Je commencerai ce chapitre par l'examen d'un rien de grande importance aux yeux des politiques; d'une question qui parmi eux est débattue avec chaleur, partage leurs opinions, et pourtant ne porte que sur des mots qu'on n'entend pas. Les uns prétendent que les profits des commerçants sont payés par les consommateurs; d'autres soutiennent que ces profits sont faits sur les premiers vendeurs : quant à moi, je dis que les deux partis ont tout à la fois tort et raison; que séparément ils ne considèrent qu'une portion d'un tout qu'on ne peut diviser, et qui souffre également, quelle que soit la partie dans laquelle il se trouve blessé.

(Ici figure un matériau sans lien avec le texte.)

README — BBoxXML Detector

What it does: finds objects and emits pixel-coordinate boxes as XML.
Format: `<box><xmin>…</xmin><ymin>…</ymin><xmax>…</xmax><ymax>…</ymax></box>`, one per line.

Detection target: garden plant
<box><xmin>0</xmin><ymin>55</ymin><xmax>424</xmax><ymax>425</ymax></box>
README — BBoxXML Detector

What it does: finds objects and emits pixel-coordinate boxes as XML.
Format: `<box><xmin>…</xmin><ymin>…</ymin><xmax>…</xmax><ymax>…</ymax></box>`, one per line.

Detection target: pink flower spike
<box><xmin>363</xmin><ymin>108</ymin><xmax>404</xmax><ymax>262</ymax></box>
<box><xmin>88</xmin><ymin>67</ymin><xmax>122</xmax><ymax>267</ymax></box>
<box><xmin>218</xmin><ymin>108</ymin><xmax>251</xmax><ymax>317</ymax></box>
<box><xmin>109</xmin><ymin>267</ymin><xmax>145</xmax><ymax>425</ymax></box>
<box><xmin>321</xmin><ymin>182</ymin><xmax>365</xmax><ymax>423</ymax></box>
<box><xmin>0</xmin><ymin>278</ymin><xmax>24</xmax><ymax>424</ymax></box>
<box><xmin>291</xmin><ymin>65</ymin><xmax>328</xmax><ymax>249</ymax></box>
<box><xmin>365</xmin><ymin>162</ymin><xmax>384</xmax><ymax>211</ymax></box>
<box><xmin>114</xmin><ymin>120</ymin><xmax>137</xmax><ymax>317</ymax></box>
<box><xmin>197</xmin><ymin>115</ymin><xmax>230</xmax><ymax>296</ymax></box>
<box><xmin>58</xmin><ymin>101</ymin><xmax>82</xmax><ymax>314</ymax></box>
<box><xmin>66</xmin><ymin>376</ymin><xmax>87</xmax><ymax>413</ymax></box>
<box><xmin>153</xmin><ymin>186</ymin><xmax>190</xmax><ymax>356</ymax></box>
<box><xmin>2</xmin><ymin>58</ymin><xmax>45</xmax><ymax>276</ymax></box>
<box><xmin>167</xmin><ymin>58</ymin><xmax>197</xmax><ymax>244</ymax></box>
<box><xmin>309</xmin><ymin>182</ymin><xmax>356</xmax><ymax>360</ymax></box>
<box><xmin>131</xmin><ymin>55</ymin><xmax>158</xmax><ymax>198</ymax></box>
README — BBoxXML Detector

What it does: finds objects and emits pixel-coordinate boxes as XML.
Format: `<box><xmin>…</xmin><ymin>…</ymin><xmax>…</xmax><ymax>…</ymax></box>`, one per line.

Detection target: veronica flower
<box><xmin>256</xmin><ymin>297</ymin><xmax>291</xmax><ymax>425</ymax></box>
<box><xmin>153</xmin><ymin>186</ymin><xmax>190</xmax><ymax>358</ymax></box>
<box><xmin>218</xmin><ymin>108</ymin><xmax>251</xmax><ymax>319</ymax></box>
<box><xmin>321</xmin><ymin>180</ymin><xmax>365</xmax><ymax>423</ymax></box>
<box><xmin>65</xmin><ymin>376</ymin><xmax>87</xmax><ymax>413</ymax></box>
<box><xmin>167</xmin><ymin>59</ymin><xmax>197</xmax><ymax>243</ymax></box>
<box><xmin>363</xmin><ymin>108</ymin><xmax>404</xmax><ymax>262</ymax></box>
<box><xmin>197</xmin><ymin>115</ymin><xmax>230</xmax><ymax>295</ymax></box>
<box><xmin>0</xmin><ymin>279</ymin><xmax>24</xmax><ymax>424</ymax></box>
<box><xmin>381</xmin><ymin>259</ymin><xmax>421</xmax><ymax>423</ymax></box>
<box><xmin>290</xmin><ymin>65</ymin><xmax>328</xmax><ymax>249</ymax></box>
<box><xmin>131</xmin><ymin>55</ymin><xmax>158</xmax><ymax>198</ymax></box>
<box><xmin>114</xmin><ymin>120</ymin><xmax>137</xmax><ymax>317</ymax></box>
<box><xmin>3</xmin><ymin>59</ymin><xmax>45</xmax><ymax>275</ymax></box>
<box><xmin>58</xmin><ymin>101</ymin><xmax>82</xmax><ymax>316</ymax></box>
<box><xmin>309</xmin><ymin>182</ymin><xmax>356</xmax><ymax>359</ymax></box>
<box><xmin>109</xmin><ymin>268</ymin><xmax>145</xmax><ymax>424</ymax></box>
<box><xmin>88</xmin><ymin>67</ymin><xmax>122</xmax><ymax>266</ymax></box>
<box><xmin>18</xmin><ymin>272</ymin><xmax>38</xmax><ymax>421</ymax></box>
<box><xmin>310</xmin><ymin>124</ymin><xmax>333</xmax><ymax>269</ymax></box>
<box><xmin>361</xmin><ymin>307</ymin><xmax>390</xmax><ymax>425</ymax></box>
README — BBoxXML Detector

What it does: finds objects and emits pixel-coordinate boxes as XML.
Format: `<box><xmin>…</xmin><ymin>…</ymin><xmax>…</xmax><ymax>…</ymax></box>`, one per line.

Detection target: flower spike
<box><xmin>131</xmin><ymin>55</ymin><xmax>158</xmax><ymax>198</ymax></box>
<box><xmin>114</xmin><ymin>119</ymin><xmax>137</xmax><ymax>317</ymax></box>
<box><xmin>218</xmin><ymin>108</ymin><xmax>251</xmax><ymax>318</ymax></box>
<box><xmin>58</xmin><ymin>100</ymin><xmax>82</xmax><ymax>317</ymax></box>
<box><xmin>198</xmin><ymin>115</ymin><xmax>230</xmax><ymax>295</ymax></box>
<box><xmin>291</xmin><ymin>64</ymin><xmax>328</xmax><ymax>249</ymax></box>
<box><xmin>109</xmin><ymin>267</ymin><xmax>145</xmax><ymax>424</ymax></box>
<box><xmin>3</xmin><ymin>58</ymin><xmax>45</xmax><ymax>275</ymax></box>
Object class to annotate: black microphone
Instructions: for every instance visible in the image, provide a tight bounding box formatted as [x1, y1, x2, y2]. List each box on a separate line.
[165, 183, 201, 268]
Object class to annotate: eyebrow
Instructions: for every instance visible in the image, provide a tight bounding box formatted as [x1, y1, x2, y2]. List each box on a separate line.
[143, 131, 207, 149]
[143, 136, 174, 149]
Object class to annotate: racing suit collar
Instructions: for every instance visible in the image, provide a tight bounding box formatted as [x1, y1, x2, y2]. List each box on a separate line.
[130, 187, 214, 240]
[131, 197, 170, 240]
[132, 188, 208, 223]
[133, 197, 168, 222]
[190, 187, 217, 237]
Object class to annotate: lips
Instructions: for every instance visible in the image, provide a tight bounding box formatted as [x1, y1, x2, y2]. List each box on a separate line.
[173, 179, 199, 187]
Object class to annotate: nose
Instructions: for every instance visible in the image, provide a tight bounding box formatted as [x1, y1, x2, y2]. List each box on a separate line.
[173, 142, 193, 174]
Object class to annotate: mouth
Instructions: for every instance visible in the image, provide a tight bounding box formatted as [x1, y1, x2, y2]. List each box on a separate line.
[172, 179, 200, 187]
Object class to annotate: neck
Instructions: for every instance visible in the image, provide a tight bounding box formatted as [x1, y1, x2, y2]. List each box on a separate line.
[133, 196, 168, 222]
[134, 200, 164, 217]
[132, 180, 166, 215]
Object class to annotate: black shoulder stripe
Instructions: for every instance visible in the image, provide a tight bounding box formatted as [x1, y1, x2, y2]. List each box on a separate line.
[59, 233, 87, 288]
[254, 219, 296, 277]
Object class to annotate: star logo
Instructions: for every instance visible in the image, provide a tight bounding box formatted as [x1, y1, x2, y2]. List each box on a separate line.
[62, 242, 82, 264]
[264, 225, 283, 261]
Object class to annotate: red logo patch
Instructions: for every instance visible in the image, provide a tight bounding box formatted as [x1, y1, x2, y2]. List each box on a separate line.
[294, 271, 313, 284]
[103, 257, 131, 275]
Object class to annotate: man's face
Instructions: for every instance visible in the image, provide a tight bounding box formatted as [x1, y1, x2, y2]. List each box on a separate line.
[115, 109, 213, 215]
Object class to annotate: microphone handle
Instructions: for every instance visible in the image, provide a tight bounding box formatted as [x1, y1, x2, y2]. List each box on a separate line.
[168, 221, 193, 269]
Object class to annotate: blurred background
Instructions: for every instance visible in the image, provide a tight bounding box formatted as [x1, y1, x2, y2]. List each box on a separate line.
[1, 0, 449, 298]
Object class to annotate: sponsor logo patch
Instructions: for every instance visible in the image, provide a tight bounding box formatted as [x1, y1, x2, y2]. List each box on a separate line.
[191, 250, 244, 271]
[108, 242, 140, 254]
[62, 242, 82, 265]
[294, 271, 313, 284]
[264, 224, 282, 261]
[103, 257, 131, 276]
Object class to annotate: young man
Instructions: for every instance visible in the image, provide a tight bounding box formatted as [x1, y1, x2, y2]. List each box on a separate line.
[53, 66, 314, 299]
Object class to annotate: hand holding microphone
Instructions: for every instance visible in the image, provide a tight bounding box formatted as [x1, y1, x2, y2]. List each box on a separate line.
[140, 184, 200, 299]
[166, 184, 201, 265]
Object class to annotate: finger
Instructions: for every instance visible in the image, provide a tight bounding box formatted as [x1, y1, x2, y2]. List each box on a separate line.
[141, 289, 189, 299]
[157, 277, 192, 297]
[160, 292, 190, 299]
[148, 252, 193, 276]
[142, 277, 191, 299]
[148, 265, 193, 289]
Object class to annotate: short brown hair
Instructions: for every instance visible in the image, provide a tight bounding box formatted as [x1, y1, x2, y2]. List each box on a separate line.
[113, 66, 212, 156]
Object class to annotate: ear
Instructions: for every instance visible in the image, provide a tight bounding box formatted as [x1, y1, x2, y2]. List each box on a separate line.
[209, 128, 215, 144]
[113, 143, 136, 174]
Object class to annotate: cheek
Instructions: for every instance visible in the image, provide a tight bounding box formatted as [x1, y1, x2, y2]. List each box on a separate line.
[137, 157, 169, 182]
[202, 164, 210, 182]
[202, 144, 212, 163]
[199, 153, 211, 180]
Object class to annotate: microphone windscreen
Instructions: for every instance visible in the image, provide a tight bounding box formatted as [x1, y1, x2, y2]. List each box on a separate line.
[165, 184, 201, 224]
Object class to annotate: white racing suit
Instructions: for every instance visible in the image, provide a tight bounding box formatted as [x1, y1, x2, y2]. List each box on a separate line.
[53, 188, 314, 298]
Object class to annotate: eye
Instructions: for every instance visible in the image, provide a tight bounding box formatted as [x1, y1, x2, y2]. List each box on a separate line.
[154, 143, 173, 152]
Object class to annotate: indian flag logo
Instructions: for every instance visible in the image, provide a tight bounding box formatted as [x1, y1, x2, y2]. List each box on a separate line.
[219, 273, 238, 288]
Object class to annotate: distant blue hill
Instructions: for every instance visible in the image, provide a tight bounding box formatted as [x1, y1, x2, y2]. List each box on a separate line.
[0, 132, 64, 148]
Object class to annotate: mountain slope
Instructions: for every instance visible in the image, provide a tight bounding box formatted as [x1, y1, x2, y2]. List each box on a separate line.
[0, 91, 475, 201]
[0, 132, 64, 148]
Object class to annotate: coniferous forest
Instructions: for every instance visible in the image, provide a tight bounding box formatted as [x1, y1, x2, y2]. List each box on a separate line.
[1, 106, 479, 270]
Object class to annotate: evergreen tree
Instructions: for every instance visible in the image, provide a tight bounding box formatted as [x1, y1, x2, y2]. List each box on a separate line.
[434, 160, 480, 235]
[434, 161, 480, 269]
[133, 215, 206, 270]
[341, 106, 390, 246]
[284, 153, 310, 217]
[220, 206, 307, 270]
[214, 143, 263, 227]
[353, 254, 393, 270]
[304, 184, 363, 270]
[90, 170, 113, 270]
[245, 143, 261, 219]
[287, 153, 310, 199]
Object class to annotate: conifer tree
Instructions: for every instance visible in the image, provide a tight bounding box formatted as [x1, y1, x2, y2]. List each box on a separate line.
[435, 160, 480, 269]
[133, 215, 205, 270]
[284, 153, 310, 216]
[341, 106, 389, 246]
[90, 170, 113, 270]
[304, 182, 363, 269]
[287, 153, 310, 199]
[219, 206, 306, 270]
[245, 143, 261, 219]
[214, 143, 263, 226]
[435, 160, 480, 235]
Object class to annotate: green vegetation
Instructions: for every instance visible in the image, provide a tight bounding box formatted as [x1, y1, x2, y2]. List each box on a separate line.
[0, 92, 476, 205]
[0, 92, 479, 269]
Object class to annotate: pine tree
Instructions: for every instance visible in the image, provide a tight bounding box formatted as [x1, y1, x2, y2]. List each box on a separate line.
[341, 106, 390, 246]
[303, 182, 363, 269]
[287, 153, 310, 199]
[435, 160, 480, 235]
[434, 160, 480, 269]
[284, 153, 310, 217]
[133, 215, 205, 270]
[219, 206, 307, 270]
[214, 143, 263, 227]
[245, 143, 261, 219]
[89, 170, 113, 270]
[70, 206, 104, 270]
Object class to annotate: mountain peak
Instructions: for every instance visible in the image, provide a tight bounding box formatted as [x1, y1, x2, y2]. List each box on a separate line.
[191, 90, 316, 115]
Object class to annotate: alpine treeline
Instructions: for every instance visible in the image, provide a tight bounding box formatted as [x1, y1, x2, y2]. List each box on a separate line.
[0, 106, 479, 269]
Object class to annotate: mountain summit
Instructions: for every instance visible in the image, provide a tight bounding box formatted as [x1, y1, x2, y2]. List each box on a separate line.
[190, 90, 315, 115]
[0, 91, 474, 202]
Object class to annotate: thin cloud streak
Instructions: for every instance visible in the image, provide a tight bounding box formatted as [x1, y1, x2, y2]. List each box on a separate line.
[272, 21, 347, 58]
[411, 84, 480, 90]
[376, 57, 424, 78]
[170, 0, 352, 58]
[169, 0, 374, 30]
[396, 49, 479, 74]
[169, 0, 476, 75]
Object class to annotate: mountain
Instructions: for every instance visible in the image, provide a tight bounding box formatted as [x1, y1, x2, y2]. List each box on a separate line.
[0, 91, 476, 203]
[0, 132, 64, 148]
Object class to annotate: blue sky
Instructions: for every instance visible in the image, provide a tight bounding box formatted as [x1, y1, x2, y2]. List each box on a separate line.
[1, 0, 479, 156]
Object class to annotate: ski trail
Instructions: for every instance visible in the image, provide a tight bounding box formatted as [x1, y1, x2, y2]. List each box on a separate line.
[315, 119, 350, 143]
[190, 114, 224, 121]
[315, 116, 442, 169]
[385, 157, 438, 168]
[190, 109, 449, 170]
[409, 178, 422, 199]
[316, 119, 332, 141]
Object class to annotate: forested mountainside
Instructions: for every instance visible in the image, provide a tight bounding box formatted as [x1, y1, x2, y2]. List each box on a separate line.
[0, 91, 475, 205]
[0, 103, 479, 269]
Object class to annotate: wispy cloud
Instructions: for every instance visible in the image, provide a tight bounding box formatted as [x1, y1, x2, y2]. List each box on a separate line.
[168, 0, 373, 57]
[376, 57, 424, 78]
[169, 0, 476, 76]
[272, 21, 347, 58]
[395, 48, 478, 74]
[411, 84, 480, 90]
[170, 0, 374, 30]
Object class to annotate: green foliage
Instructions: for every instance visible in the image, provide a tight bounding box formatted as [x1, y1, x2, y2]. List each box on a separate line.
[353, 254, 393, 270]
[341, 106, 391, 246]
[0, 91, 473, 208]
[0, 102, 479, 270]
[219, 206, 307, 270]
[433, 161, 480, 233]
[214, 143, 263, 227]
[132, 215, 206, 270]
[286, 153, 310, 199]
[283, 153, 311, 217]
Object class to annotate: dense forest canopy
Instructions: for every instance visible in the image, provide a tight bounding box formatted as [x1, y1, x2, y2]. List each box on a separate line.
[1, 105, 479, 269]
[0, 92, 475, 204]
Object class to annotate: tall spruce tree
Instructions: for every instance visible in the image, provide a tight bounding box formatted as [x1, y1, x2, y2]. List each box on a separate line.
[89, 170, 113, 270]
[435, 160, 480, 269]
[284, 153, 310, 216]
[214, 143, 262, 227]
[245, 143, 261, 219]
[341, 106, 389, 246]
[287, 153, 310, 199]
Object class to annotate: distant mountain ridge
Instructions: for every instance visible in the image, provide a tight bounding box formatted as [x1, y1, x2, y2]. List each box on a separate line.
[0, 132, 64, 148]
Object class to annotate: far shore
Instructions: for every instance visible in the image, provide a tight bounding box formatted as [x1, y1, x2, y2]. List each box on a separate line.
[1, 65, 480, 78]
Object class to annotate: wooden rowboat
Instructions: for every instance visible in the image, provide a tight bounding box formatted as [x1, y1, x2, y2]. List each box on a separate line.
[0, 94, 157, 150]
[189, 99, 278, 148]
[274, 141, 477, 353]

Les profits des commerçants doivent être placés dans la classe des frais'; par cette raison, ils concourent à fixer le prix que les marchandises doivent avoir dans le commerce. Un commerçant achète ici pour revendre dans d'autres lieux avec un bénéfice qu'on ne peut lui refuser: au moyen de ce bénéfice à faire par cet intermédiaire, le prix courant des marchandises qu'il trafique est plus faible pour les premiers vendeurs, et plus fort pour les acheteurs-consommateurs; la différence qui se trouve entre ces deux prix, est précisément la somme qui doit en rester dans les mains du commerçant pour ses salaires et les frais de ses opérations. La question se réduit donc à savoir si, dans le cas où il ne retiendrait pas cette somme, le vendeur vendrait plus cher, ou si le consommateur acheterait à meilleur marché; mais cette recherche n'a aucun objet, aucune sorte d'intérêt : chaque consommateur n'est-il pas alternativement acheteur et vendeur pour des sommes égales? Et ne doit-il pas toujours régner la même proportion entre toutes les valeurs vénales, afin que les vendeurs fournissent aux acheteurs mêmes les moyens d'acheter?

' V. Quesnay, Dialogue sur le Commerce, p. 161 et suiv.